Dodoma. Law experts and industry players yesterday presented their views on the three natural resource bills, with new voices adding weight to the push for Tanzania to withdraw its membership from multilateral arbitration and investment guarantee bodies.
By doing so, said the co-founder and executive director of the Lawyers’ Environmental Action Team (Leat), Dr Rugemeleza Nshala, the country would be able to defend its sovereignty from institutions like the Multilateral Investment Guarantee Agency (Miga) Convention and the International Centre for Settlement of Investment Disputes (ICSID).
“To make sense out of what we want to achieve with these new laws on natural resources, we need to start the withdrawal exercise sooner than later,” he said told Members of Parliament who were collecting stakeholders’ views on three natural resource bills here yesterday.

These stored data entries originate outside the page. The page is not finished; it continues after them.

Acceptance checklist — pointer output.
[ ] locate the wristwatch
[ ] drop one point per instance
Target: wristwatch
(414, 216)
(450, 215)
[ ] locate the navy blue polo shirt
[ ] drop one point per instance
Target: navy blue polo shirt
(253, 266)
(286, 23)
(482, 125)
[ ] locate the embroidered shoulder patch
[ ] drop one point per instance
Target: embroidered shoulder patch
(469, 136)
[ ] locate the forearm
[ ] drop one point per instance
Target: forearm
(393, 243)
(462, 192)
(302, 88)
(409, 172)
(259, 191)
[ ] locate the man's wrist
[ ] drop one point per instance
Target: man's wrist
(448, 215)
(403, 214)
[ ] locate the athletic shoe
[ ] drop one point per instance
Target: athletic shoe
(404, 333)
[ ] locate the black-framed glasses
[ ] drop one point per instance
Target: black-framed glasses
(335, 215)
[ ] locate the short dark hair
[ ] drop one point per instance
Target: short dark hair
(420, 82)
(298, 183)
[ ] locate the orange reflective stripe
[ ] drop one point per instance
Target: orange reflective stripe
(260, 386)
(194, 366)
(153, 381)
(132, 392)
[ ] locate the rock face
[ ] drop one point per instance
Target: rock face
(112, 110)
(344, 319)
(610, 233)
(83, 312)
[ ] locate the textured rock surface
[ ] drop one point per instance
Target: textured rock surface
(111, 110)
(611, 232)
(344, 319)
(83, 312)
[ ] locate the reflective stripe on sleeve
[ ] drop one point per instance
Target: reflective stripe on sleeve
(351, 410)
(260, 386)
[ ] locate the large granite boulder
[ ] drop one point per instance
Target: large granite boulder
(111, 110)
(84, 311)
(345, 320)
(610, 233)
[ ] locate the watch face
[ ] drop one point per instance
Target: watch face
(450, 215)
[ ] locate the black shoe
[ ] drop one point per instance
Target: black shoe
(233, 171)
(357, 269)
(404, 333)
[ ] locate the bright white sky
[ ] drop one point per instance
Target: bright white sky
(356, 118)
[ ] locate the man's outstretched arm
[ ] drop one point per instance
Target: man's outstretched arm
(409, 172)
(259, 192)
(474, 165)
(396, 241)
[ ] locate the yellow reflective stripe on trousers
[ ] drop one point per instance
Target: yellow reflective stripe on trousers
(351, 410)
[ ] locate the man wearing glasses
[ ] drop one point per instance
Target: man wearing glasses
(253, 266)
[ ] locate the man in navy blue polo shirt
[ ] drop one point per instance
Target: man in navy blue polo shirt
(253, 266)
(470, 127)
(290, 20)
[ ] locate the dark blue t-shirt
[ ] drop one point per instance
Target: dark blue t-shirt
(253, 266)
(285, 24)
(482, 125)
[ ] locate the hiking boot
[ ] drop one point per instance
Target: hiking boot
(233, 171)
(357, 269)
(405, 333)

The bills -- Written Laws (Miscellaneous Amendments) Act, 2017, the Natural Wealth and Contracts (Review and Renegotiation of Unconscionable terms) Act, 2017 and the Natural Wealth and Resources (Permanent Sovereignty) Act 2017 -- are to be approved under the Certificate of Urgency between Monday, July 3 and Wednesday, July 5.
Dr Nshala becomes the second Tanzanian to push for the country’s withdrawal from Miga and ICSID since President John Magufuli embarked on the struggle to ensure that Tanzania gets a fair share of revenues from its minerals and other natural resources.

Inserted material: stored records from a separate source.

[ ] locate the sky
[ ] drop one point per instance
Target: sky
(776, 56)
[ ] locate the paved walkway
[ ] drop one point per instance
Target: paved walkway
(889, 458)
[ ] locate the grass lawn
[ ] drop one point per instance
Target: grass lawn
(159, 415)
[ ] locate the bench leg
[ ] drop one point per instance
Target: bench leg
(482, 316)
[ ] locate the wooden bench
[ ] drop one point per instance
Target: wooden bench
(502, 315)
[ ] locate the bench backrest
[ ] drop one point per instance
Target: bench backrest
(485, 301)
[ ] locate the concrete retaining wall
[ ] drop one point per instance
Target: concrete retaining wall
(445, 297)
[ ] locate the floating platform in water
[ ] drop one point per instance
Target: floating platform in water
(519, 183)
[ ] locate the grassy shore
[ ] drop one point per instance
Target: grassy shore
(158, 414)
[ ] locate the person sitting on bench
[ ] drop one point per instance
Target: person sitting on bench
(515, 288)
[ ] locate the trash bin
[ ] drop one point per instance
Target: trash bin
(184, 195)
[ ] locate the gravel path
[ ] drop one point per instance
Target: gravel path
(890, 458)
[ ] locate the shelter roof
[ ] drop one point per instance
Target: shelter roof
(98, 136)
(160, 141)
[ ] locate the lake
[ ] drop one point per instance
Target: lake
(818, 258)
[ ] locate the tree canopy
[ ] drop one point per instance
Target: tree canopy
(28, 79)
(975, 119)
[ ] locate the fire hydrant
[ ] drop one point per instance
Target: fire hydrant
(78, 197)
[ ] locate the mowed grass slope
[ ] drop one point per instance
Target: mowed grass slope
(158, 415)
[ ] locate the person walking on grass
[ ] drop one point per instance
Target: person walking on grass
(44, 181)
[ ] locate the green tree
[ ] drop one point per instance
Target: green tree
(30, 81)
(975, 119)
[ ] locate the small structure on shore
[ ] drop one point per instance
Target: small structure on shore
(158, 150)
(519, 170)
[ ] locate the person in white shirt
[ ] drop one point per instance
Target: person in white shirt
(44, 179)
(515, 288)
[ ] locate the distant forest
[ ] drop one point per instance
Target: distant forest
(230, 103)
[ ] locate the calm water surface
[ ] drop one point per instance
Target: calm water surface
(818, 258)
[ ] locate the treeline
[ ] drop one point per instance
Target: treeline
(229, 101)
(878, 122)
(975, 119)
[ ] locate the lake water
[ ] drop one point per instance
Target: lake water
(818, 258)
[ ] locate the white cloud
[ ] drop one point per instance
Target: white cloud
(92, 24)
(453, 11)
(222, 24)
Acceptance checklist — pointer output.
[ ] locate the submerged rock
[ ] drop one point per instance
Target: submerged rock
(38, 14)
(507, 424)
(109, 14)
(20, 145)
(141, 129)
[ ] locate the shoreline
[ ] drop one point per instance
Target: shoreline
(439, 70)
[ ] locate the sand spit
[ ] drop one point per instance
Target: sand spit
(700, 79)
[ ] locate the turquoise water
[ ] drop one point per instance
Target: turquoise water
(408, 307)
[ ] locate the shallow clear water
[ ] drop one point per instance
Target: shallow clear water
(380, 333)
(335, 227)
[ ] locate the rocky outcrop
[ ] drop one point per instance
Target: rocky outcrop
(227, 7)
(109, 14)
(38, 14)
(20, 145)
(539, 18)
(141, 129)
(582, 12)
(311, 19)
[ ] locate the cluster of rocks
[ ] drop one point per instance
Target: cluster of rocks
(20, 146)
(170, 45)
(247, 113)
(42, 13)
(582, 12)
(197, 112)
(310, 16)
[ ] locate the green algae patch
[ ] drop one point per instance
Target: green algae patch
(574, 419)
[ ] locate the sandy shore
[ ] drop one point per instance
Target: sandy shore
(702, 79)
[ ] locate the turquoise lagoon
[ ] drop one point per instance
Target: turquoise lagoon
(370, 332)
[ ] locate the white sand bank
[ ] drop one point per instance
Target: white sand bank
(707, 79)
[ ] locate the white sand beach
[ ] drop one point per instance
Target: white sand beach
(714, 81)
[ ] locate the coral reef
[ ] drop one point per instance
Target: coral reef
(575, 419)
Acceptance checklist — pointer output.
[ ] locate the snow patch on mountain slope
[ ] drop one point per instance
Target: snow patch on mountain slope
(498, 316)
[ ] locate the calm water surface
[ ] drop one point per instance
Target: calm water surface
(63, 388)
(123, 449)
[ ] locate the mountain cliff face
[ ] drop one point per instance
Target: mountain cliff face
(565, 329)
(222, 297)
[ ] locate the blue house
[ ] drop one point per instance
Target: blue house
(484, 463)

In May, Mr Tundu Lissu, president of the Tanganyika Law Society (TLS), was quoted as making a similar proposal immediately after President Magufuli received the findings of an investigation into possible undeclared exports by mining companies to evade tax. A presidential probe committee into the mineral concentrates saga revealed that Acacia Mining declared the presence of gold, copper and silver in its mineral sand exports but did not declare other precious metals in the consignments.

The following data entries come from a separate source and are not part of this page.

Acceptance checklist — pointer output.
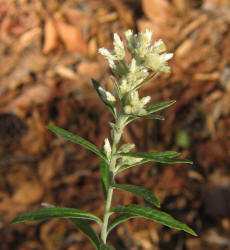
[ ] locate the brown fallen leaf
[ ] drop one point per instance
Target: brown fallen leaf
(157, 10)
(50, 35)
(32, 96)
(28, 193)
(72, 37)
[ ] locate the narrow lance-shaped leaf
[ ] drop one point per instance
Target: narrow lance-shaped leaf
(76, 139)
(159, 106)
(149, 116)
(108, 105)
(155, 215)
(126, 166)
(85, 227)
(104, 176)
(55, 212)
(154, 157)
(144, 193)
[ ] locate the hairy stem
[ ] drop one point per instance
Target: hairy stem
(116, 138)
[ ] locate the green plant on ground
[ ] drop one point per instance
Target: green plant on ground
(146, 61)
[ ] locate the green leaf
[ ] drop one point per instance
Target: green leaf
(104, 176)
(76, 139)
(155, 215)
(119, 219)
(85, 227)
(116, 87)
(104, 246)
(159, 106)
(126, 166)
(144, 193)
(108, 105)
(55, 212)
(149, 116)
(156, 156)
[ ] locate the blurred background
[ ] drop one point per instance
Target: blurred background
(48, 54)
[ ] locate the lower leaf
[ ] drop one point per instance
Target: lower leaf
(85, 227)
(55, 212)
(155, 215)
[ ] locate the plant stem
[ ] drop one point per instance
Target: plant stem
(116, 138)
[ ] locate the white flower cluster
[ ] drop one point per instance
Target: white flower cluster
(145, 58)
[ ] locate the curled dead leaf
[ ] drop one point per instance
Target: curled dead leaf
(51, 36)
(72, 37)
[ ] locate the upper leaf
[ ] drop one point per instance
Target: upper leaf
(144, 193)
(148, 116)
(155, 215)
(162, 157)
(85, 227)
(55, 212)
(76, 139)
(104, 246)
(126, 166)
(104, 176)
(108, 105)
(159, 106)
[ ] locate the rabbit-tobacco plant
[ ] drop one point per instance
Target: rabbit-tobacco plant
(146, 61)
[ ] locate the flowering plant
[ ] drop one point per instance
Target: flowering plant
(125, 104)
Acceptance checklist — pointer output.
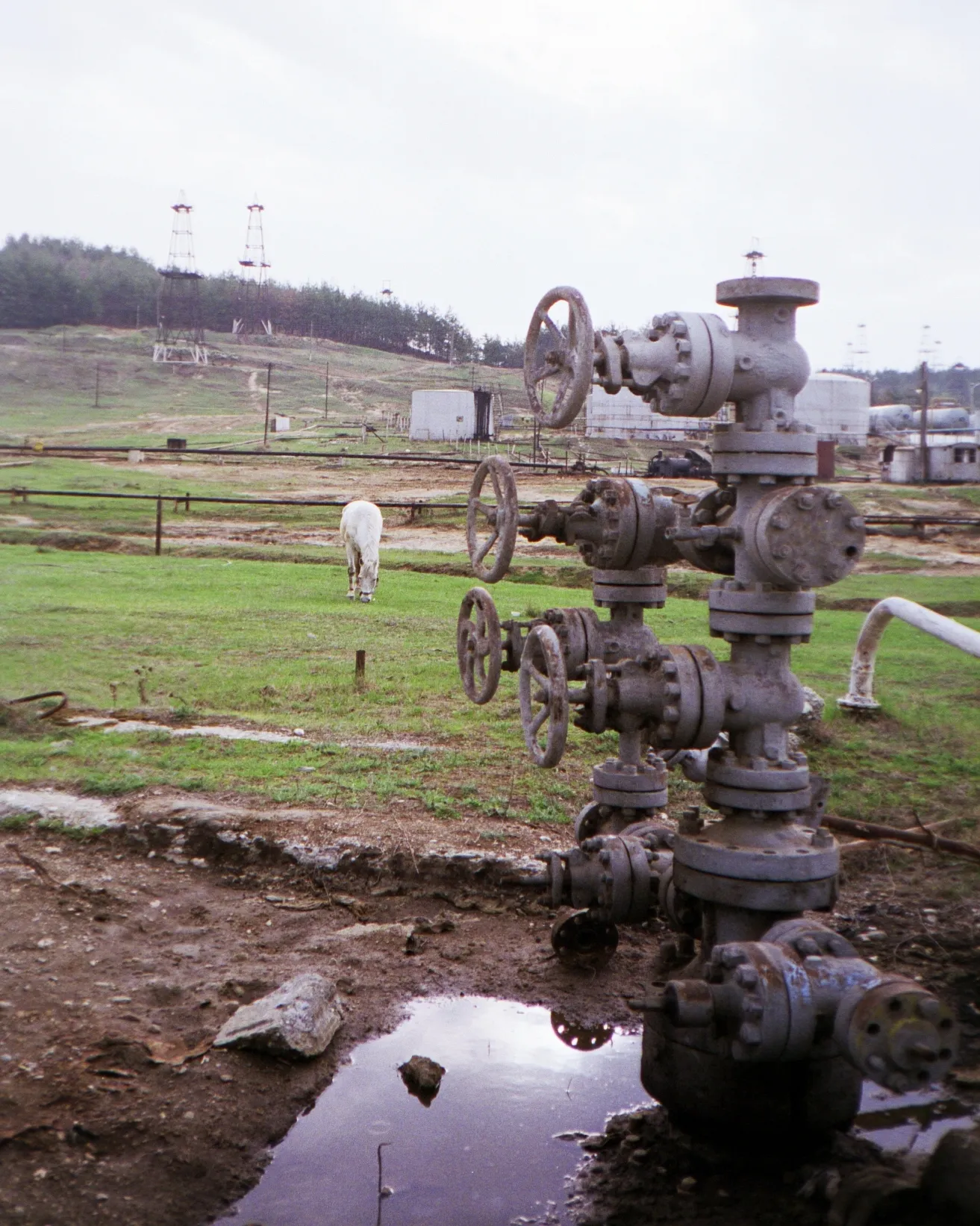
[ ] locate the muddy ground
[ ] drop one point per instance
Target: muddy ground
(122, 955)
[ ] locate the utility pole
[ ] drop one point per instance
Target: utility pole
(268, 385)
(923, 425)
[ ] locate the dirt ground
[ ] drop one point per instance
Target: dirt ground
(122, 955)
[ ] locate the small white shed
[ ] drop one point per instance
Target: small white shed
(837, 406)
(947, 463)
(452, 415)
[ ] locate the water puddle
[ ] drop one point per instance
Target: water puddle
(909, 1123)
(497, 1140)
(482, 1153)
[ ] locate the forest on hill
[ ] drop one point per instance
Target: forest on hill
(48, 281)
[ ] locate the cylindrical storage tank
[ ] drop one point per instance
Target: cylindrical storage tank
(837, 407)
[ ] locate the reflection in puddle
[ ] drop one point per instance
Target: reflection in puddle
(482, 1154)
(909, 1123)
(484, 1150)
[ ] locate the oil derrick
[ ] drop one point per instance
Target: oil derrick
(253, 298)
(179, 330)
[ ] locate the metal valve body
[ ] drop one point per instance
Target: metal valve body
(775, 1020)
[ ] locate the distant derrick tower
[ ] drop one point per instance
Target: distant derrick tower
(179, 331)
(253, 299)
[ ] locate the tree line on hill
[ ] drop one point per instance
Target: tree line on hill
(47, 281)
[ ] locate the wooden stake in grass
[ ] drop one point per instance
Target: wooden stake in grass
(268, 385)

“If you (referring to the President) want to do what you are doing, then you need to first understand the real situation….you need to start by withdrawing from the Miga Convention so that investors can not sue you in international courts….,” said Mr Lissu who doubles as the Member of Parliament for Singida East (Chadema).
The ICSID is an international arbitration institution established in 1965 for legal dispute resolution and conciliation between international investors. On the other hand, the Miga – which seeks to promote investment foreign direct investment (FDI) in developing countries in support of initiatives towards economic growth, poverty reduction and improvement of people’s welfare - was established in 1985 and went into effect on April 12, 1988.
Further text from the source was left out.